In this post, I look at how the bill limits access to home education for particular groups and what are the implications of those restrictions.

Kids currently attending school

According to the law having beliefs not compatible with schools around is not enough. Only for kids who were not registered to a Dutch school the previous year can parents apply for an exemption. In practice, that means that home education in the Netherlands is not possible after attending a school, even for kids who struggle there (unless there is medical evidence sufficient for article 5a).

It makes home education not accessible for any families who experienced during the lockdown that this is a form that fits their kids better than school.

It also makes the choice of continuing education in a school after homeschooling very complicated since it means “burning the bridges” and not having an option to homeschool again if that would fit the child better.

Kids of parents with alternative educational views

What is also the case with the current law is that only broadly defined beliefs could be a ground for an exemption. Any objections in respect to educational philosophies, methods or ways schools are organised (inrichtingbezwaren) are reasons to disqualify the request.

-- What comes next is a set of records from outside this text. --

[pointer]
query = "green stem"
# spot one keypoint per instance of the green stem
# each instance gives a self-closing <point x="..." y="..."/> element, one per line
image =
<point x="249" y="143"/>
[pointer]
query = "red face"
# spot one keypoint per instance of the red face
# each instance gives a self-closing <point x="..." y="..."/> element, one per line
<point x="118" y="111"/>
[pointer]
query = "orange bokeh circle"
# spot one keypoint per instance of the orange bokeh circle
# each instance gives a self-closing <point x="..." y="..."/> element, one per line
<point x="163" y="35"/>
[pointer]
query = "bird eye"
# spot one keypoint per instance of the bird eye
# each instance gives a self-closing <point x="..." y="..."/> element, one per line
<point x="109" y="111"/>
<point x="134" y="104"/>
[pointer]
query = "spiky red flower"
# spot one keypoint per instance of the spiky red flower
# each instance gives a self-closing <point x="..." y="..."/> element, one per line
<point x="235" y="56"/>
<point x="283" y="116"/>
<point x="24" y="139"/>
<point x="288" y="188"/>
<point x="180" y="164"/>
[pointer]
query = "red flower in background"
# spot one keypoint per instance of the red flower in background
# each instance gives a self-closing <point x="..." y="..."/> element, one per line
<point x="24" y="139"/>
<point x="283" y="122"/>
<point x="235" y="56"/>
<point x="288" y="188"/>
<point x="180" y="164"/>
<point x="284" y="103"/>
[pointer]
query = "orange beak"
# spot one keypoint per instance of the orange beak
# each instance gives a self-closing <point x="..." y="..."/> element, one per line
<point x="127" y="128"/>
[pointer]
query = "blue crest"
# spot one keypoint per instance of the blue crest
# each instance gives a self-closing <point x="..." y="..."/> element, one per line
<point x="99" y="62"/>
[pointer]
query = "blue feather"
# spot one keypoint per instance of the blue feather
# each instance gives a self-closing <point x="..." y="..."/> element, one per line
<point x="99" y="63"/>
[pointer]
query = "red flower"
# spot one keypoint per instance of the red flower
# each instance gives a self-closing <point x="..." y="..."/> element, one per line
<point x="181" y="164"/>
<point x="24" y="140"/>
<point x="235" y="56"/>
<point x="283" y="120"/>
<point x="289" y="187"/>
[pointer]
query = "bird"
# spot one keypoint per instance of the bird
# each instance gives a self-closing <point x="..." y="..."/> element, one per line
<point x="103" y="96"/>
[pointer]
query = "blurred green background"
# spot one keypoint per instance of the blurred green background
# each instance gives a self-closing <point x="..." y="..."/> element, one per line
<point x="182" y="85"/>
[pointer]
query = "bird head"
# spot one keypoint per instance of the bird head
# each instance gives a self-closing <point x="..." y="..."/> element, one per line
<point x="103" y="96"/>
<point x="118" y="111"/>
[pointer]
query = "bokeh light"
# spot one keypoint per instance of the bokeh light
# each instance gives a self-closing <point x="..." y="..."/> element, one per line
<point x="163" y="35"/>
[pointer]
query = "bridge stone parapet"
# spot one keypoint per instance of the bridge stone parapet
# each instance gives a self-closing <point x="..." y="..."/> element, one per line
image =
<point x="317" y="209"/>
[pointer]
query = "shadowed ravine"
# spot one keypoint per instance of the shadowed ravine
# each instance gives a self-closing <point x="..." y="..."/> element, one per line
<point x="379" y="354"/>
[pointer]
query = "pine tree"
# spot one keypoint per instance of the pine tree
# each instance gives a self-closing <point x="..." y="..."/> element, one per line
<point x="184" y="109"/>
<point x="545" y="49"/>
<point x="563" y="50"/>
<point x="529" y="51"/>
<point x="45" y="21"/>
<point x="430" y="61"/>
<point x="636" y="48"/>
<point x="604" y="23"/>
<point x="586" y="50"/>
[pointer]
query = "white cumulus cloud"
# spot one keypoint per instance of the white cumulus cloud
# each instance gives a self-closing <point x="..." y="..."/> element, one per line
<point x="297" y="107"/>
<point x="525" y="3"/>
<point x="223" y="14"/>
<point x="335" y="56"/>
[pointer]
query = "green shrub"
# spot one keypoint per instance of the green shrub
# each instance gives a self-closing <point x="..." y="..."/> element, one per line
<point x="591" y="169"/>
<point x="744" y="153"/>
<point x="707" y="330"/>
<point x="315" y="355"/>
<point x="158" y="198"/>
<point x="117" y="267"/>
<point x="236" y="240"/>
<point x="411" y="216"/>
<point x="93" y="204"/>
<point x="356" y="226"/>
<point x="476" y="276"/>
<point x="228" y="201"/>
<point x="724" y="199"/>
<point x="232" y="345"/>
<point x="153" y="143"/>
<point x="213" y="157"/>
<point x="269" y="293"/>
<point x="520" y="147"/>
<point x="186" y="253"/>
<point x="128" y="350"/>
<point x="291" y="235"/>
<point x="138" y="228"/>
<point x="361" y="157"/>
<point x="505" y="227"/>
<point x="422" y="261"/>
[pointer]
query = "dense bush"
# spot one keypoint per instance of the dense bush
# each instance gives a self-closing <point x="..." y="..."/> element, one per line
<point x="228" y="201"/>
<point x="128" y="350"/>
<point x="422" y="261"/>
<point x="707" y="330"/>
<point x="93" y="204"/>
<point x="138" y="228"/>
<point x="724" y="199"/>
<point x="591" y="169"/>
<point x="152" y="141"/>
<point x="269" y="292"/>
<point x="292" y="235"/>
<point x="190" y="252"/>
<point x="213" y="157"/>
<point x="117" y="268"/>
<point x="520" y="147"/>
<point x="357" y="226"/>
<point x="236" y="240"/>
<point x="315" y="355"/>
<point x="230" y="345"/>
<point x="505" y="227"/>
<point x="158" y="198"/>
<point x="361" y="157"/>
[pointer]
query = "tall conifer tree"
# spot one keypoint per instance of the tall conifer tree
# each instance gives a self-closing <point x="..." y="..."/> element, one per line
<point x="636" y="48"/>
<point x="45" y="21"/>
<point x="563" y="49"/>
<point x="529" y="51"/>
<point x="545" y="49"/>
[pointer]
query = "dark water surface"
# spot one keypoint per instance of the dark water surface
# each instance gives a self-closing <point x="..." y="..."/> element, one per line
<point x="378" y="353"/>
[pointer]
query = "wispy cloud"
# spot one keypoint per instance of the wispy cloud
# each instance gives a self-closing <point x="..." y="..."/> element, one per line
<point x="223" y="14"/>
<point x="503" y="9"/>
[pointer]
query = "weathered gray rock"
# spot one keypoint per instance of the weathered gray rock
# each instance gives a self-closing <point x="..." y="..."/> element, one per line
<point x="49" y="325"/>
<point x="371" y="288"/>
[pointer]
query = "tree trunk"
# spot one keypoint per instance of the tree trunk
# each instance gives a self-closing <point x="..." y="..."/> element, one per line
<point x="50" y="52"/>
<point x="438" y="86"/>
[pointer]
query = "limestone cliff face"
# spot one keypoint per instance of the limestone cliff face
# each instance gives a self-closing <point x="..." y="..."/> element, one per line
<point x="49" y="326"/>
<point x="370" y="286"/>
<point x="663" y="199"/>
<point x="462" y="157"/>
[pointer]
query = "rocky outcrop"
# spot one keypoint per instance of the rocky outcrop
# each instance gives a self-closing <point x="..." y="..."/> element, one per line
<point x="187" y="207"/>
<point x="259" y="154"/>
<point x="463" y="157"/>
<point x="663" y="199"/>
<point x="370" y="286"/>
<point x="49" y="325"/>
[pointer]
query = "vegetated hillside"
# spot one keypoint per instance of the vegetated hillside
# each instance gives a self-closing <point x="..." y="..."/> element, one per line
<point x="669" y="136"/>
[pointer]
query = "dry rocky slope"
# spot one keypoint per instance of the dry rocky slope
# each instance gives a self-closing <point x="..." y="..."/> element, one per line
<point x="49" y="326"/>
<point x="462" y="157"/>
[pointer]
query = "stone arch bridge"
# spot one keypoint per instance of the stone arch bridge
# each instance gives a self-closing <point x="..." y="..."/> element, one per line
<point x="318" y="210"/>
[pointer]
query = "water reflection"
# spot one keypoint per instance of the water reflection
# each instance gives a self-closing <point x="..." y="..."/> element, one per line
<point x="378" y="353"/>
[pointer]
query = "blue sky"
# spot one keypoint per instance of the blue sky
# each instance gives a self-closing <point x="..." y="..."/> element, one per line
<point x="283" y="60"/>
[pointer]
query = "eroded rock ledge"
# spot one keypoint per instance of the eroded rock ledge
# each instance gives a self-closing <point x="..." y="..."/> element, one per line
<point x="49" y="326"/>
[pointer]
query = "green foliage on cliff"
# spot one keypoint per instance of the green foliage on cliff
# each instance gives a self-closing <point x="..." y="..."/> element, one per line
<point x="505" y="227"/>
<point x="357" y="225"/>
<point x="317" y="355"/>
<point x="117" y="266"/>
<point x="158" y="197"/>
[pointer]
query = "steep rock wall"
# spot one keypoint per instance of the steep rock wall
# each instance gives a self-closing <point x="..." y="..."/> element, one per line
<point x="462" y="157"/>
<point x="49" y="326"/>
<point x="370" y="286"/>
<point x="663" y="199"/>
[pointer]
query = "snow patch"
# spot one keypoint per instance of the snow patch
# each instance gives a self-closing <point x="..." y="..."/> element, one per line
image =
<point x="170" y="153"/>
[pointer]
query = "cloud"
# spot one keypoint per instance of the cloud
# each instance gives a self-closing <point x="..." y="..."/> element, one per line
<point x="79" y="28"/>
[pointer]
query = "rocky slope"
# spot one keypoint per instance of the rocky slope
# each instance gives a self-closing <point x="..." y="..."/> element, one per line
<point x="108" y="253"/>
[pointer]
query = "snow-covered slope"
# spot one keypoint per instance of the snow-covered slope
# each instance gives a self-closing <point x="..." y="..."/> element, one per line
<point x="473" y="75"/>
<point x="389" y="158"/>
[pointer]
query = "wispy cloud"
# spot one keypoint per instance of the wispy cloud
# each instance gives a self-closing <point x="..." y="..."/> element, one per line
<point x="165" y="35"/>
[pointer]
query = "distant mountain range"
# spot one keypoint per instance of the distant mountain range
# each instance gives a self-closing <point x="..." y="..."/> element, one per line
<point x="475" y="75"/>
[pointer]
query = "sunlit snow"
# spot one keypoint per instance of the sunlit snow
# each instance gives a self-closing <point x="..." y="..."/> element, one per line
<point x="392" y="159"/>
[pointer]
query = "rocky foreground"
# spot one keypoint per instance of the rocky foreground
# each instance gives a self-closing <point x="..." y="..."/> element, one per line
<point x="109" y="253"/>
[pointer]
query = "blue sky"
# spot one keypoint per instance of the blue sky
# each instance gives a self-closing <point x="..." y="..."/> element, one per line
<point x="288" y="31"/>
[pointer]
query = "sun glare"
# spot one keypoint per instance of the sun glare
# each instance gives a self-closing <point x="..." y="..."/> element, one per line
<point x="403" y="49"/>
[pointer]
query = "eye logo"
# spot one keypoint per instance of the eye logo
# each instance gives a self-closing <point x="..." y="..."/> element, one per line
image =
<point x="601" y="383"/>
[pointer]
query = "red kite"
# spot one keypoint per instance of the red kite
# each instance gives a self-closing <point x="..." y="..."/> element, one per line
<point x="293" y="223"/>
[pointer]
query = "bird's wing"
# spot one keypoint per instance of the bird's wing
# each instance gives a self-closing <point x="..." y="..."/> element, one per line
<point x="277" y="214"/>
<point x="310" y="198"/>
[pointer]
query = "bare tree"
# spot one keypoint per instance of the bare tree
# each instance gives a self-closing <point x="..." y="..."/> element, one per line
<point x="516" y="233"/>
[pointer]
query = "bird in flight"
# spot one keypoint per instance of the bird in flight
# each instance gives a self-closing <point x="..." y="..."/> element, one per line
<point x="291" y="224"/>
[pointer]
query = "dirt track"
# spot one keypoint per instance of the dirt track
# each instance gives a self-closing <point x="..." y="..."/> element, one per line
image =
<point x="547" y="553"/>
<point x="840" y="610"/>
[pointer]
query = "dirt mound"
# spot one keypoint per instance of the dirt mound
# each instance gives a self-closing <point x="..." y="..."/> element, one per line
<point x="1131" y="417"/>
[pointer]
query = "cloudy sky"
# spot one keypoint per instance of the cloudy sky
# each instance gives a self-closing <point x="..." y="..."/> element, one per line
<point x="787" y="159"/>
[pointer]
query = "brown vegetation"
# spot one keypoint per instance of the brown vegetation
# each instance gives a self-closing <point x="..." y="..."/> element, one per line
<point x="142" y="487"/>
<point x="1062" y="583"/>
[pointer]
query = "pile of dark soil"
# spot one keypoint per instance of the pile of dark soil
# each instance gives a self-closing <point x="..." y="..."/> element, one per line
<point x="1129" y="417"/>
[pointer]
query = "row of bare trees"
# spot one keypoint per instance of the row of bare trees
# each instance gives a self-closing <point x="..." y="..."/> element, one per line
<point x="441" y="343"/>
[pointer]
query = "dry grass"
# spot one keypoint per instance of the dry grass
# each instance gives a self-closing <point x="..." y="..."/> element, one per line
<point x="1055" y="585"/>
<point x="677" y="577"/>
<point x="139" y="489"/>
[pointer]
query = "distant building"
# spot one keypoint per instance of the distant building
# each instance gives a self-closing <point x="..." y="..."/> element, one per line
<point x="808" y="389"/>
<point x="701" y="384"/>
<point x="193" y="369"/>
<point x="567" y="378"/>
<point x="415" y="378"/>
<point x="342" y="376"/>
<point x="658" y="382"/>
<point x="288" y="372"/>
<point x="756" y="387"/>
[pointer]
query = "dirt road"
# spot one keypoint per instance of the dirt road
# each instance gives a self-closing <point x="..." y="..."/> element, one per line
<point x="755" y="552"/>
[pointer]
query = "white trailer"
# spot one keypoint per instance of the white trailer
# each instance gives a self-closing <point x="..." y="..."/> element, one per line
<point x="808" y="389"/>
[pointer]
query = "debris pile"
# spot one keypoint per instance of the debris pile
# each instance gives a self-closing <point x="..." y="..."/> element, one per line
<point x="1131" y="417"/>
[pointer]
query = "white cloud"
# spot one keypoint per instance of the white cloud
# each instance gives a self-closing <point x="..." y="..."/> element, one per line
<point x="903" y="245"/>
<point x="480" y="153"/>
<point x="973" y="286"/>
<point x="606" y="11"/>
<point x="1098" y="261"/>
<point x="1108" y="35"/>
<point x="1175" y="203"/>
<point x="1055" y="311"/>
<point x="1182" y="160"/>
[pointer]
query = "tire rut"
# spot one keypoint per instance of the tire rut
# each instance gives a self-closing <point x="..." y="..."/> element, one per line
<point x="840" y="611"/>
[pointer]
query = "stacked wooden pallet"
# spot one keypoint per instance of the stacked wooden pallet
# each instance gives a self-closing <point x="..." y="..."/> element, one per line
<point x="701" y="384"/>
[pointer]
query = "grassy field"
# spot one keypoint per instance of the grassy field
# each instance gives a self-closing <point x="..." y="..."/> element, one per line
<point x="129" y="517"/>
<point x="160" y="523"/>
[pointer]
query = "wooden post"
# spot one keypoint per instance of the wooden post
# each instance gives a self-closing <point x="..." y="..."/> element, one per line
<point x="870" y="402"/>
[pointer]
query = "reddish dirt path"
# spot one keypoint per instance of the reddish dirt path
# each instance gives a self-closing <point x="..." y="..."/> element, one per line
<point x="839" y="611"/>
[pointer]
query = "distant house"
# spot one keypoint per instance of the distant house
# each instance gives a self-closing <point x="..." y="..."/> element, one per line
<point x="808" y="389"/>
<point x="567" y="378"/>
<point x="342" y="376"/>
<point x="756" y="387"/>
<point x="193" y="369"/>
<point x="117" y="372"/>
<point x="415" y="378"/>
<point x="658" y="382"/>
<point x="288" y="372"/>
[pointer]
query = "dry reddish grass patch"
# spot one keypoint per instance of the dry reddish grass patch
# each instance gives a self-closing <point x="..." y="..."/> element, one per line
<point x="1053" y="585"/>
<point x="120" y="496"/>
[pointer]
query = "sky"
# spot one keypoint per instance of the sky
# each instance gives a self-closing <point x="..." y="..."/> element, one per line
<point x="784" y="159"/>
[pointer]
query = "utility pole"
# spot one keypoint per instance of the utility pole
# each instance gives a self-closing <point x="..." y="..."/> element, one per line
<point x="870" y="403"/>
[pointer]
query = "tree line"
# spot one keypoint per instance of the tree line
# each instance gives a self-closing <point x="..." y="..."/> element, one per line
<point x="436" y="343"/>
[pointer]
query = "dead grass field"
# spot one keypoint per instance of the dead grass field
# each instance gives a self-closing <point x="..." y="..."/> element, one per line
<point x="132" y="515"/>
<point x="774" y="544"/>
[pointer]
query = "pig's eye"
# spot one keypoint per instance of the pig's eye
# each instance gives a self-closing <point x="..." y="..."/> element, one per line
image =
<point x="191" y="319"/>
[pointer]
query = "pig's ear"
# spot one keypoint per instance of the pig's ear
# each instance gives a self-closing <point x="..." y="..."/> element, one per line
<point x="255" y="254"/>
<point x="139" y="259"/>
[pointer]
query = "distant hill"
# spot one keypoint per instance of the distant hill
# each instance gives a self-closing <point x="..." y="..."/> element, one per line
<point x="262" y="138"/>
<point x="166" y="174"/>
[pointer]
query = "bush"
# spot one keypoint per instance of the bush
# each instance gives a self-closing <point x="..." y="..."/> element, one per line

The problem here is that educational philosophies are often difficult to detach from life philosophies. It is also impossible not to have an opinion on educational approaches, methods and materials when you homeschool in practice and the choices that you make might differ from those available in schools. It is not clear from the bill if doing something differently from schools education-wise might be treated as an objection.

Currently, it is up to the parents how much of their educational philosophy they reveal in communication with the authorities. Saying nothing about it is the safest bet – there are enough examples in the home education community when being open about your educational choices results in court cases. Given that the bill under discussion asks about a learning plan explicitly it creates the ground for disqualification for everyone.

Personally, I find it the most dangerous part of the bill, since it silences educational insights from those intrinsically motivated to find the most fitting learning formats for their kids. It also prevents dialogue between practitioners of mass education in schools and highly personalised home education, which could result in useful improvements on both sides.

Kids of parents who do not have evidence of proficiency in Dutch

According to the bill, the parent applying for an exemption has to demonstrate a level of proficiency in Dutch at B2- or 3F level. This obviously eliminates the possibility of homeschooling for expats, for whom it is often an important option for keeping continuity in education while they are relocated between countries.

It also creates problems for everyone else, who might have the level of Dutch required without a piece of evidence and would have to pay for courses or exams out of their own pocket.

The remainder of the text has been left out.